[Coco] 2764 EPROM
Gene Heskett
gene.heskett at verizon.net
Sat Sep 8 10:37:15 EDT 2007
On Saturday 08 September 2007, Bruce W. Calkins wrote:
>>> What Rodger is referring to is the later packs that had a
>>> small blob of black plastic in the middle of the small board.
>>> Not a whole chip in sight.
>>>
>>> Bruce W.
>>
>> From: "Paul Fitch" <pfitchjr at bellsouth.net>
>> Well, it's the early pacs I'd think would be up for recycling. Some of
>> those first rom pacs were were pretty lame.
>>
>> Still, what he really needs it what he originally asked for. A stack of
>> blank PCBs suitable for plugging into the expansion port of the Coco.
>> Radio
>> shack used to make something like that, but I doubt there are any left.
I'd almost bet a run of 100 of those would slowly evaporate. Humm, a good
project for my mill maybe? If someone can do the drafting, and send me
something I can make into RS-274C g-code with a gerber translator or similar,
I'd be willing to go get some plated board and try. They should be Single
Sided after the edge connector, and no plated thru holes though. I have
carbide bits going down to 1/16" and could find smaller I believe. I'm
hoping the new Z axis drive I'm building will allow that precise a control
over depth. No nasty chemicals involved when done this way.
>The very early ROM packs used 4K ROMs, Sometimes two of them. Later
>versions used a single 8k ROM. I combined two of them into one by
>piggybacking the chips with a switch to select between them. By the time
>things evolved to the 16K ROMs they were apparently SMDs covered with a blob
>of black plastic looking stuff. There may be a few other variations,
>especially among third party sources. However I have not seen anything that
>had all the address lines needed for a 16K EPROM that could take a socket,
>or a conventional DIP chip.
>
>
>
>There were a few boards from Radio Shack and others that plugged into the
>CoCo port. Most only had solder tabs on the port end. I built an EPROM
>Burner on one.
>
I made one too, many years ago, that interfaced with the SS-50 bus of a z-80
board, cost about $25 at the time & a third of that was the ZIF socket.

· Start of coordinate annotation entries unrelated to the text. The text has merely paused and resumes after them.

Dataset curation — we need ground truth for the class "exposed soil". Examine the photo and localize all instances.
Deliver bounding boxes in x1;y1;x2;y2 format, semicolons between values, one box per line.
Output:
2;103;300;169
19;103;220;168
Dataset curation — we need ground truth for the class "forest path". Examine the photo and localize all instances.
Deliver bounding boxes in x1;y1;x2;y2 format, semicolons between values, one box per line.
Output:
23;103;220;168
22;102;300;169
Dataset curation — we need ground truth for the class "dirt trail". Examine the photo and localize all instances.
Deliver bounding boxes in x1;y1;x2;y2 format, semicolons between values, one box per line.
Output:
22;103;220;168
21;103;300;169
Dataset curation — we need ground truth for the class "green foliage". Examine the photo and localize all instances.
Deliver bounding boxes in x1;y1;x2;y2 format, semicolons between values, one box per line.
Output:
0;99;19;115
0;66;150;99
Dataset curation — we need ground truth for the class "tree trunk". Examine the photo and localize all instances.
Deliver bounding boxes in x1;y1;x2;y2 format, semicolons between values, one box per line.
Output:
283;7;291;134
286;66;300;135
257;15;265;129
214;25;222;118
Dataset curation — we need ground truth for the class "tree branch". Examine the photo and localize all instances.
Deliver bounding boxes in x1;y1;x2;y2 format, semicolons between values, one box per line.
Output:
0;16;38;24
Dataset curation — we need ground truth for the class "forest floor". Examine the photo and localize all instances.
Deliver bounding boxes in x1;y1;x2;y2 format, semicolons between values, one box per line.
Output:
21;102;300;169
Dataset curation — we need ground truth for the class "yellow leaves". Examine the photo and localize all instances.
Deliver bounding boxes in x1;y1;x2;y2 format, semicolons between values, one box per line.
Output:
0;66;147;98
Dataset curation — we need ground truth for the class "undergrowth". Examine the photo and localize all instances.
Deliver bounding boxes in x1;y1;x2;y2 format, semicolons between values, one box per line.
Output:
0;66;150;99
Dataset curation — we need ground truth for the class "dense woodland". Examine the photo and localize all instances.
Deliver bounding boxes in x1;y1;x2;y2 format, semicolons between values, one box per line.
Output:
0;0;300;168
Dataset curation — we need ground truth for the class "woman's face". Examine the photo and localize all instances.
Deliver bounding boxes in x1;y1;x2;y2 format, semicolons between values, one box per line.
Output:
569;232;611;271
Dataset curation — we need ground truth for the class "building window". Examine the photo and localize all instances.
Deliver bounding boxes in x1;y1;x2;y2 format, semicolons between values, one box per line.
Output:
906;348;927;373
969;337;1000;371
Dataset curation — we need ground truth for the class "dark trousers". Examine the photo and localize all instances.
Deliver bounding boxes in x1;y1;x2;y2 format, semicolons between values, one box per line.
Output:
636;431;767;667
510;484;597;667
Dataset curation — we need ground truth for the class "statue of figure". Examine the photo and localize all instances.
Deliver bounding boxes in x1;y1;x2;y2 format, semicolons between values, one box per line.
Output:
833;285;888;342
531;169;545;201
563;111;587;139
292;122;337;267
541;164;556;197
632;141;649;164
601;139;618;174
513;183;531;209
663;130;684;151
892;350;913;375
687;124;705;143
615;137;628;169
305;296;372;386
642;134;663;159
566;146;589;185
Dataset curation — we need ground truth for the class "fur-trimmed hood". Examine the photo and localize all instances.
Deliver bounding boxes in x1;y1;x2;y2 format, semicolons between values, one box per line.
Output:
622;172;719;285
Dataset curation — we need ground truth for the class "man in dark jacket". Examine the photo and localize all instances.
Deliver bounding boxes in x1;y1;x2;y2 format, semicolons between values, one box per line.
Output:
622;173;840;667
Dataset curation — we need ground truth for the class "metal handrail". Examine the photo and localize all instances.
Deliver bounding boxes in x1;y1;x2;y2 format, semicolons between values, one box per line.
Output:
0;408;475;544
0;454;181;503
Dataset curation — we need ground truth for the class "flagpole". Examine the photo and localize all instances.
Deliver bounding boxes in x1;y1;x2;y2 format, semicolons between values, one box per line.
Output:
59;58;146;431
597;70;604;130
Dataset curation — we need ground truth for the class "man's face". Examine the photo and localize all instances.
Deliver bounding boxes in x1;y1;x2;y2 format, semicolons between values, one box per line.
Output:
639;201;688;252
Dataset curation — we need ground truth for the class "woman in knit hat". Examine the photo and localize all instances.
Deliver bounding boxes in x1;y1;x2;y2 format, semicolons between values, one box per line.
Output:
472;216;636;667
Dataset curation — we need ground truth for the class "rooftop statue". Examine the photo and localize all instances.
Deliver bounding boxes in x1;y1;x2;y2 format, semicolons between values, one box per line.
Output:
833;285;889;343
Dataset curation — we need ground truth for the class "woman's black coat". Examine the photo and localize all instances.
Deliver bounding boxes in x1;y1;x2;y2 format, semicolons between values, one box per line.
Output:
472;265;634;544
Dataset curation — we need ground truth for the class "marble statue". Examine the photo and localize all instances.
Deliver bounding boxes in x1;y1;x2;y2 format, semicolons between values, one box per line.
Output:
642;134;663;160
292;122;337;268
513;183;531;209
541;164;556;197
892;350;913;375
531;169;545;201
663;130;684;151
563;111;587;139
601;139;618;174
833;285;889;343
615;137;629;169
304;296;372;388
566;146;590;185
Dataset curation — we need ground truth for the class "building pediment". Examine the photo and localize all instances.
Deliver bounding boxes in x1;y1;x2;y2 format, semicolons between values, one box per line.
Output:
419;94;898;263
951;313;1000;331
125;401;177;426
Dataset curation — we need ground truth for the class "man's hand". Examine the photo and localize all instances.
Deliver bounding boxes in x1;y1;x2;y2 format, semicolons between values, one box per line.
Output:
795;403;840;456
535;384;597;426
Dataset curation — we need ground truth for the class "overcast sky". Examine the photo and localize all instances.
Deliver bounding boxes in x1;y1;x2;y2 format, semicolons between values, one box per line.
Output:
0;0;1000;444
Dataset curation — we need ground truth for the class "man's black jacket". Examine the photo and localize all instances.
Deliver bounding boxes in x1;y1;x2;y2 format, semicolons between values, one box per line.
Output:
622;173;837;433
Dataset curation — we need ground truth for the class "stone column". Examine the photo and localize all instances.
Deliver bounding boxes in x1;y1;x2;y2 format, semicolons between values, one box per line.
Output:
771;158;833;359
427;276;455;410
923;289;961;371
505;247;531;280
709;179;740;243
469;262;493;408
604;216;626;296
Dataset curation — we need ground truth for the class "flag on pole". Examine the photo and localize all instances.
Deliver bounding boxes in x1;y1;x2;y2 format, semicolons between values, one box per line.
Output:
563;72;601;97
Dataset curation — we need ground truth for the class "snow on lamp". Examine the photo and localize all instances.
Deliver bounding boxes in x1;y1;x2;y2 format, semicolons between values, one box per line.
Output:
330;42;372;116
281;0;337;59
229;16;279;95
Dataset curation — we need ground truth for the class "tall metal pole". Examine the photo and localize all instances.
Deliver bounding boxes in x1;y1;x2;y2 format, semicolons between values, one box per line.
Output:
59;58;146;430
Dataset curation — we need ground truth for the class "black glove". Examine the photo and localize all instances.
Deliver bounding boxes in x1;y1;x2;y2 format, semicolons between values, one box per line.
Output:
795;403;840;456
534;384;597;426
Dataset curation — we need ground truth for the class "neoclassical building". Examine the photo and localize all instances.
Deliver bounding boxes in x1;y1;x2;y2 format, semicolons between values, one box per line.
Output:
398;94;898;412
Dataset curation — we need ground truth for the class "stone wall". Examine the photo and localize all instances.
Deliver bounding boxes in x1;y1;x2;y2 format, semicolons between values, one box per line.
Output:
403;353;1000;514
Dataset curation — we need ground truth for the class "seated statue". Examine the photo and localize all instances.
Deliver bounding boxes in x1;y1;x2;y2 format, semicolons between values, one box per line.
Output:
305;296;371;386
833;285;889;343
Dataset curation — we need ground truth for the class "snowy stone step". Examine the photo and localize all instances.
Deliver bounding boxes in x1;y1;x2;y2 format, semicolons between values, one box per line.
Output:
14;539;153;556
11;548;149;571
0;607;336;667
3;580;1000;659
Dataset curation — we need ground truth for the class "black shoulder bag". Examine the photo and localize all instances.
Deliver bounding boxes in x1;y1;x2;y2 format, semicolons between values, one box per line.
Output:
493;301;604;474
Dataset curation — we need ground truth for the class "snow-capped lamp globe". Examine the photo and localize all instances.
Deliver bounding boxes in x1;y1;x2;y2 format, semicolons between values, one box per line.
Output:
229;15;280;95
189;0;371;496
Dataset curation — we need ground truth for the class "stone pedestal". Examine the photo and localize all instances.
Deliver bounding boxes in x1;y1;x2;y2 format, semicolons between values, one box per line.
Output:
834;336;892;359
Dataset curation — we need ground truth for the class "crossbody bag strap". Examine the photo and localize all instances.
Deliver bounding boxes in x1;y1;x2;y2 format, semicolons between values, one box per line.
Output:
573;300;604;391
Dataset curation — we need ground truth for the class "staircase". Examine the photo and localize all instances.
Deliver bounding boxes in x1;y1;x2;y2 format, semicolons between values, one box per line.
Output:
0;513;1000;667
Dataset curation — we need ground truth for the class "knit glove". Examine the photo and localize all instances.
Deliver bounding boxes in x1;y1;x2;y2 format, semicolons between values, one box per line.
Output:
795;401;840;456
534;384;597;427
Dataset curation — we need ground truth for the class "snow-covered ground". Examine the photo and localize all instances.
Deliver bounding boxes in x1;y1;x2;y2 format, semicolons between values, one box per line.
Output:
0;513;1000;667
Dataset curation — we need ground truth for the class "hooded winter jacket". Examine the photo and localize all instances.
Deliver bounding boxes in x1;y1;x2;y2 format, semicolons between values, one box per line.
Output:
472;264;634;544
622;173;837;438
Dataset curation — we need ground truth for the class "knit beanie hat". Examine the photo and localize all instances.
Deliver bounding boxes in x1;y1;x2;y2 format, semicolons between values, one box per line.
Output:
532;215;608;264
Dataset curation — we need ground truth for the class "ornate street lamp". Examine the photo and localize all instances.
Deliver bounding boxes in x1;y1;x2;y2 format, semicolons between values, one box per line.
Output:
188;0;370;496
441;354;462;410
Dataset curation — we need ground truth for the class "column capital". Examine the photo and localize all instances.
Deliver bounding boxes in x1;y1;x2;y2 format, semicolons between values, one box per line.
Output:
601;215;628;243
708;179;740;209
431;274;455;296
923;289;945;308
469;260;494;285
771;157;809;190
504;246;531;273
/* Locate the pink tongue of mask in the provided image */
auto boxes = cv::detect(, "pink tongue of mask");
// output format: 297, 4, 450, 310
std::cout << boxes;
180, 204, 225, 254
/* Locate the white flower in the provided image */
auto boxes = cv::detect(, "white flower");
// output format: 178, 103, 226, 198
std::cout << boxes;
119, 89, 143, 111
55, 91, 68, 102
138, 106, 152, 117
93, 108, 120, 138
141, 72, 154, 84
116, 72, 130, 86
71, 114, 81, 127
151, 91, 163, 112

>There are several on this list that would be interested in prototyping
>boards, if it did not break our banks. I am thinking along the line of ones
>with a socket for a 8K to 32K EPROM. Perhaps with bank select switches and
>space to work up other projects.
>
>Bruce W.
--
Cheers, Gene
"There are four boxes to be used in defense of liberty:
soap, ballot, jury, and ammo. Please use in that order."
-Ed Howdershelt (Author)
Rarely do people communicate; they just take turns talking.